See the runtime Getting Started guide for the full JWT configuration reference on the runtime side.

TLS termination

The service does not terminate TLS itself. Run it behind:

  • nginx / Caddy / Traefik — standard ingress proxy with a Let's Encrypt cert.
  • Envoy / Istio — mesh-native TLS between the caller and the auth-service.
  • Cloud load balancers — AWS ALB, GCP HTTPS LB, Azure Application Gateway.

A minimal nginx snippet:

server {
    listen 443 ssl http2;
    server_name auth.example.com;
    ssl_certificate     /etc/letsencrypt/live/auth.example.com/fullchain.pem;
    ssl_certificate_key /etc/letsencrypt/live/auth.example.com/privkey.pem;

    location = /.well-known/jwks.json {
        proxy_pass http://127.0.0.1:3200;
        add_header Cache-Control "public, max-age=60";
    }

    location /tokens {
        # Replace with your actual caller-auth mechanism
        auth_request /internal-auth-check;
        proxy_pass http://127.0.0.1:3200;
    }

    location /healthz { proxy_pass http://127.0.0.1:3200; }
}

The Cache-Control on the JWKS is optional but reduces runtime chatter once the cache warms.

CI/CD

Two GitHub Actions workflows ship with the repo.

Workflow Trigger Purpose
ci.yml PR + push to main Lint, typecheck, build, test
docker.yml PR + push to main Build and publish container image to GHCR
notify-website.yml push to main with docs changes Notify the docs website to sync

CI runs npm ci && npm run lint && npm run typecheck && npm run build && npm test against Node 20. The Docker workflow tags images pr-<n> for PR builds and latest + sha-<7hex> for main.

Resource sizing

A single replica comfortably handles hundreds of mints per second on a modest VM. RSA signing is the dominant cost and runs on libuv worker threads (default 4). Under sustained heavy load, raise UV_THREADPOOL_SIZE or scale horizontally — additional replicas cost effectively nothing since there is no shared state.

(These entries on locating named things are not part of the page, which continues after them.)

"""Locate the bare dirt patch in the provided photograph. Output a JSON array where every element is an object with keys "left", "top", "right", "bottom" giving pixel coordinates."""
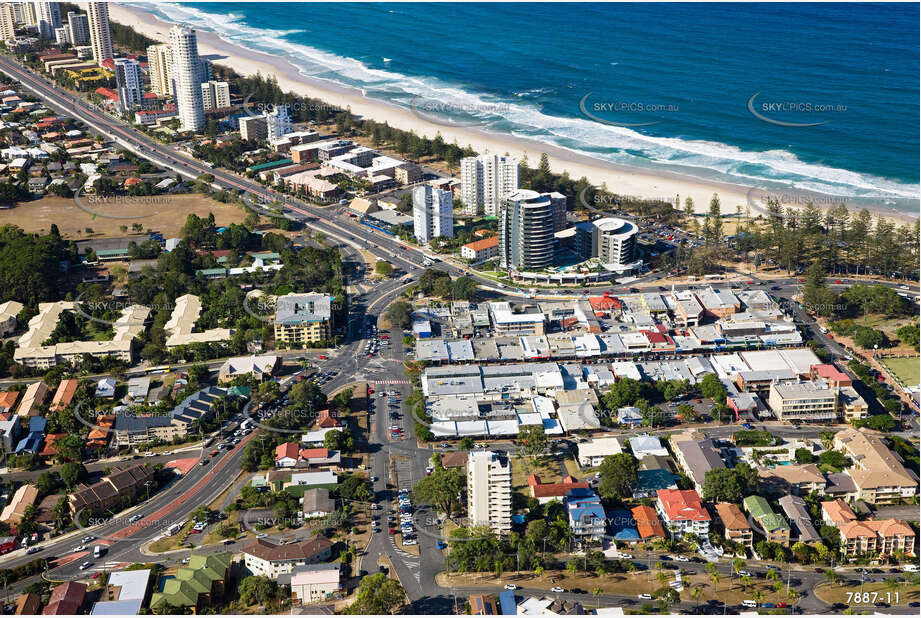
[{"left": 0, "top": 193, "right": 246, "bottom": 237}]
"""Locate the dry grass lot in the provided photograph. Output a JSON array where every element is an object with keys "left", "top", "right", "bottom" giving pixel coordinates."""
[
  {"left": 437, "top": 570, "right": 792, "bottom": 605},
  {"left": 0, "top": 193, "right": 246, "bottom": 240}
]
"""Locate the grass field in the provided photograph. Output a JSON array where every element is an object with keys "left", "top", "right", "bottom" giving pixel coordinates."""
[
  {"left": 882, "top": 356, "right": 921, "bottom": 386},
  {"left": 0, "top": 193, "right": 246, "bottom": 242}
]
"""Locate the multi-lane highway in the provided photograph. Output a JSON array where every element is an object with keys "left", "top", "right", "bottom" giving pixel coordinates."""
[{"left": 0, "top": 56, "right": 918, "bottom": 614}]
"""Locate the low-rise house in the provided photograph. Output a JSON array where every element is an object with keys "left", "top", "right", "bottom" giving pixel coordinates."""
[
  {"left": 528, "top": 474, "right": 589, "bottom": 504},
  {"left": 742, "top": 496, "right": 790, "bottom": 547},
  {"left": 630, "top": 504, "right": 665, "bottom": 541},
  {"left": 840, "top": 519, "right": 916, "bottom": 556},
  {"left": 0, "top": 484, "right": 38, "bottom": 526},
  {"left": 42, "top": 582, "right": 86, "bottom": 616},
  {"left": 68, "top": 463, "right": 154, "bottom": 515},
  {"left": 675, "top": 439, "right": 726, "bottom": 492},
  {"left": 291, "top": 562, "right": 342, "bottom": 604},
  {"left": 716, "top": 502, "right": 754, "bottom": 548},
  {"left": 758, "top": 464, "right": 828, "bottom": 496},
  {"left": 577, "top": 438, "right": 624, "bottom": 468},
  {"left": 822, "top": 498, "right": 857, "bottom": 528},
  {"left": 563, "top": 489, "right": 607, "bottom": 541},
  {"left": 834, "top": 428, "right": 918, "bottom": 504},
  {"left": 656, "top": 489, "right": 710, "bottom": 537},
  {"left": 777, "top": 496, "right": 822, "bottom": 543},
  {"left": 243, "top": 536, "right": 333, "bottom": 579},
  {"left": 150, "top": 552, "right": 233, "bottom": 612},
  {"left": 302, "top": 487, "right": 336, "bottom": 519}
]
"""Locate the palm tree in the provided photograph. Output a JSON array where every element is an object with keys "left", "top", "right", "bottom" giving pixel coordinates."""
[
  {"left": 691, "top": 586, "right": 704, "bottom": 606},
  {"left": 592, "top": 586, "right": 604, "bottom": 608}
]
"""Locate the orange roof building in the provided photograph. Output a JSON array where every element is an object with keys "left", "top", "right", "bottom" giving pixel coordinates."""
[
  {"left": 840, "top": 519, "right": 916, "bottom": 556},
  {"left": 48, "top": 380, "right": 80, "bottom": 412},
  {"left": 630, "top": 504, "right": 665, "bottom": 541},
  {"left": 0, "top": 391, "right": 19, "bottom": 412},
  {"left": 822, "top": 498, "right": 857, "bottom": 528}
]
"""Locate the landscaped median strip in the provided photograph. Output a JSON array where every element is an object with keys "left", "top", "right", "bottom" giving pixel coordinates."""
[{"left": 112, "top": 433, "right": 256, "bottom": 539}]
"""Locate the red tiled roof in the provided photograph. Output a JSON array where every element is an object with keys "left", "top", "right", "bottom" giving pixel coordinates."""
[
  {"left": 464, "top": 236, "right": 499, "bottom": 251},
  {"left": 656, "top": 489, "right": 710, "bottom": 521},
  {"left": 275, "top": 442, "right": 298, "bottom": 461},
  {"left": 630, "top": 504, "right": 665, "bottom": 539}
]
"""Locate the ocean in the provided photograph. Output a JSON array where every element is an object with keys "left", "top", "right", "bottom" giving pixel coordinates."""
[{"left": 129, "top": 2, "right": 919, "bottom": 216}]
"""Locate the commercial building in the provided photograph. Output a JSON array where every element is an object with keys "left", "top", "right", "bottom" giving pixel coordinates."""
[
  {"left": 413, "top": 185, "right": 454, "bottom": 244},
  {"left": 115, "top": 58, "right": 144, "bottom": 112},
  {"left": 467, "top": 450, "right": 512, "bottom": 536},
  {"left": 201, "top": 80, "right": 230, "bottom": 111},
  {"left": 834, "top": 428, "right": 918, "bottom": 504},
  {"left": 461, "top": 236, "right": 499, "bottom": 264},
  {"left": 742, "top": 496, "right": 790, "bottom": 547},
  {"left": 577, "top": 438, "right": 623, "bottom": 468},
  {"left": 768, "top": 381, "right": 838, "bottom": 422},
  {"left": 498, "top": 189, "right": 554, "bottom": 271},
  {"left": 85, "top": 2, "right": 115, "bottom": 65},
  {"left": 656, "top": 489, "right": 710, "bottom": 538},
  {"left": 169, "top": 26, "right": 205, "bottom": 131},
  {"left": 461, "top": 154, "right": 519, "bottom": 215},
  {"left": 291, "top": 562, "right": 342, "bottom": 604},
  {"left": 68, "top": 464, "right": 154, "bottom": 515},
  {"left": 716, "top": 502, "right": 754, "bottom": 548},
  {"left": 243, "top": 536, "right": 333, "bottom": 579},
  {"left": 275, "top": 293, "right": 333, "bottom": 345}
]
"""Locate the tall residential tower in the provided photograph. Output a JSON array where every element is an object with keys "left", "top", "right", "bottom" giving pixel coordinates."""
[
  {"left": 413, "top": 185, "right": 454, "bottom": 244},
  {"left": 169, "top": 26, "right": 205, "bottom": 131},
  {"left": 86, "top": 2, "right": 115, "bottom": 64},
  {"left": 461, "top": 154, "right": 519, "bottom": 215},
  {"left": 467, "top": 451, "right": 512, "bottom": 536}
]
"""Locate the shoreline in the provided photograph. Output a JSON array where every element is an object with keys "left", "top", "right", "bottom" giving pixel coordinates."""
[{"left": 109, "top": 3, "right": 918, "bottom": 224}]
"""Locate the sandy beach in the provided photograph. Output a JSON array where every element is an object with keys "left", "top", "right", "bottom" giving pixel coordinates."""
[{"left": 109, "top": 3, "right": 912, "bottom": 222}]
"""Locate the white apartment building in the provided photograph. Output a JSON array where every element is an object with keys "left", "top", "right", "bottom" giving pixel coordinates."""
[
  {"left": 169, "top": 26, "right": 205, "bottom": 131},
  {"left": 147, "top": 44, "right": 173, "bottom": 97},
  {"left": 461, "top": 154, "right": 519, "bottom": 215},
  {"left": 467, "top": 450, "right": 512, "bottom": 536},
  {"left": 67, "top": 11, "right": 90, "bottom": 47},
  {"left": 413, "top": 185, "right": 454, "bottom": 244},
  {"left": 264, "top": 105, "right": 292, "bottom": 142},
  {"left": 201, "top": 81, "right": 230, "bottom": 110},
  {"left": 86, "top": 2, "right": 115, "bottom": 64},
  {"left": 0, "top": 2, "right": 16, "bottom": 41},
  {"left": 115, "top": 58, "right": 144, "bottom": 111},
  {"left": 35, "top": 2, "right": 61, "bottom": 39}
]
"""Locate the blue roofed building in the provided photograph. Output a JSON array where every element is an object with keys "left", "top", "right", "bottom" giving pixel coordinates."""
[
  {"left": 563, "top": 489, "right": 605, "bottom": 541},
  {"left": 499, "top": 590, "right": 518, "bottom": 616},
  {"left": 610, "top": 509, "right": 640, "bottom": 543}
]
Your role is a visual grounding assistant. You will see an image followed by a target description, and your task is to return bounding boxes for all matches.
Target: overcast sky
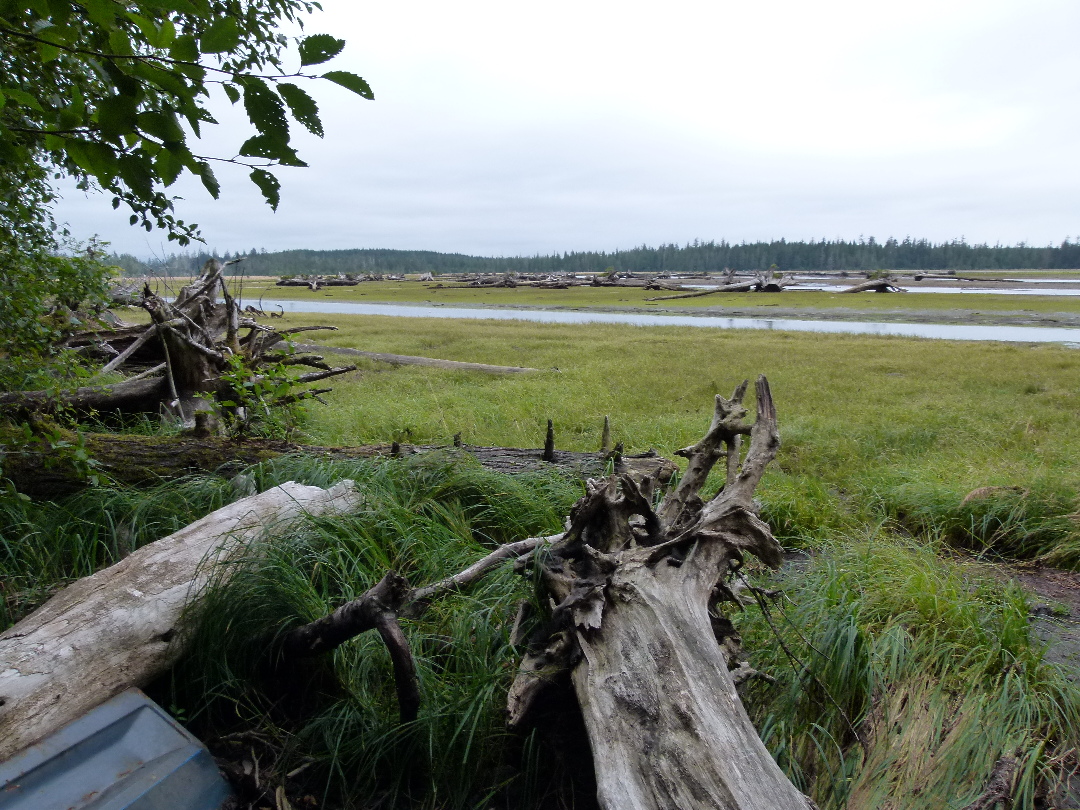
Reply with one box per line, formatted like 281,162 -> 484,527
58,0 -> 1080,256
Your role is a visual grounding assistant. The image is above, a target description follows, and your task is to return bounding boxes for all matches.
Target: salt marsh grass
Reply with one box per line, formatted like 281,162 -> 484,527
288,315 -> 1080,565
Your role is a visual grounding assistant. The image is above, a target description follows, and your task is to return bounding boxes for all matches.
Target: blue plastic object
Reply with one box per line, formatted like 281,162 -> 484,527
0,689 -> 229,810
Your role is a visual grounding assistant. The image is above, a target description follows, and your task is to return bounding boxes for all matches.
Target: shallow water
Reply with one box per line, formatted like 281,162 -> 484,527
248,300 -> 1080,346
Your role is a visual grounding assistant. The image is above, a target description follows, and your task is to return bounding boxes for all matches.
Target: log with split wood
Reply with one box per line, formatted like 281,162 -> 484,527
0,378 -> 811,810
282,377 -> 812,810
0,259 -> 355,427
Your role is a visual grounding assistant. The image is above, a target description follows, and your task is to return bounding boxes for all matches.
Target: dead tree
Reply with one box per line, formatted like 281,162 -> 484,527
280,377 -> 812,810
0,481 -> 361,761
839,279 -> 907,293
509,377 -> 809,810
0,259 -> 355,427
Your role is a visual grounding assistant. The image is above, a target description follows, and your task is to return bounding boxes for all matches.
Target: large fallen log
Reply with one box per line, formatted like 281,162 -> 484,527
0,482 -> 360,761
295,343 -> 540,374
280,377 -> 812,810
838,279 -> 907,293
509,377 -> 810,810
3,428 -> 674,499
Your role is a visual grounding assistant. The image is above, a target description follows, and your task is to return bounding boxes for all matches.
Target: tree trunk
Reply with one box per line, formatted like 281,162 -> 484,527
3,430 -> 675,498
572,544 -> 808,810
508,377 -> 811,810
0,482 -> 359,761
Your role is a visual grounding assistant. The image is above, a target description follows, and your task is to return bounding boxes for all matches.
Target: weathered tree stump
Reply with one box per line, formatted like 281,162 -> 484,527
0,482 -> 359,761
509,377 -> 810,810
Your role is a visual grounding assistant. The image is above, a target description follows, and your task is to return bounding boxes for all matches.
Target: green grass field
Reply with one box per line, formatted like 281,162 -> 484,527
0,308 -> 1080,810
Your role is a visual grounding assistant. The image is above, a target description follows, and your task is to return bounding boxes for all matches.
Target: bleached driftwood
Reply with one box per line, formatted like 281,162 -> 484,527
508,377 -> 810,810
0,481 -> 359,761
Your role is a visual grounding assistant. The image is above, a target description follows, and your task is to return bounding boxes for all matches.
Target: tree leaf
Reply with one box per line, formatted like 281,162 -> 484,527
79,0 -> 117,28
168,33 -> 199,62
136,110 -> 184,141
278,82 -> 323,137
64,138 -> 119,181
251,168 -> 281,211
242,76 -> 288,144
240,135 -> 308,166
95,96 -> 138,137
300,33 -> 345,67
38,42 -> 60,64
323,70 -> 375,100
0,87 -> 44,112
199,17 -> 240,53
153,147 -> 184,188
198,162 -> 221,200
119,154 -> 153,200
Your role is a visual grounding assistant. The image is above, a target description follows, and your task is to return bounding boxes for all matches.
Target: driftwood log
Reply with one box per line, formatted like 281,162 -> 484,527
839,279 -> 907,293
280,377 -> 812,810
509,377 -> 810,810
0,259 -> 356,427
0,482 -> 359,761
3,426 -> 675,498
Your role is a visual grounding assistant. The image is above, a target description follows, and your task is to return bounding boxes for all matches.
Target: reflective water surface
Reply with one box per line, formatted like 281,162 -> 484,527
250,299 -> 1080,346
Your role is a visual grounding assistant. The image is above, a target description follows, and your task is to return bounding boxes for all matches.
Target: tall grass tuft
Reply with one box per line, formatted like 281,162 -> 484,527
0,475 -> 235,629
741,537 -> 1080,810
873,473 -> 1080,569
175,457 -> 580,808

Memory is dominated by Node's baseline plus the single keypair. Steady-state is well under 128 MiB. CPU is bursty — idle between mints, ~10 ms on a modern core per RS256 signature.

Rolling upgrades

Because the service is stateless and every replica advertises the same JWK (they share MACP_AUTH_SIGNING_KEY_JSON), rolling upgrades have no cross-replica coordination requirement. Rolling from version N to N+1:

  1. Update the image tag in the deployment manifest.
  2. Kubernetes / Nomad / ECS performs a standard rolling replacement.
  3. Each replica's /healthz returns 200 as soon as loadKey() completes — typically under a second.
  4. Existing tokens continue to verify because the JWK has not changed.

The one caveat: if the upgrade also rotates the key, follow the rotation runbook instead.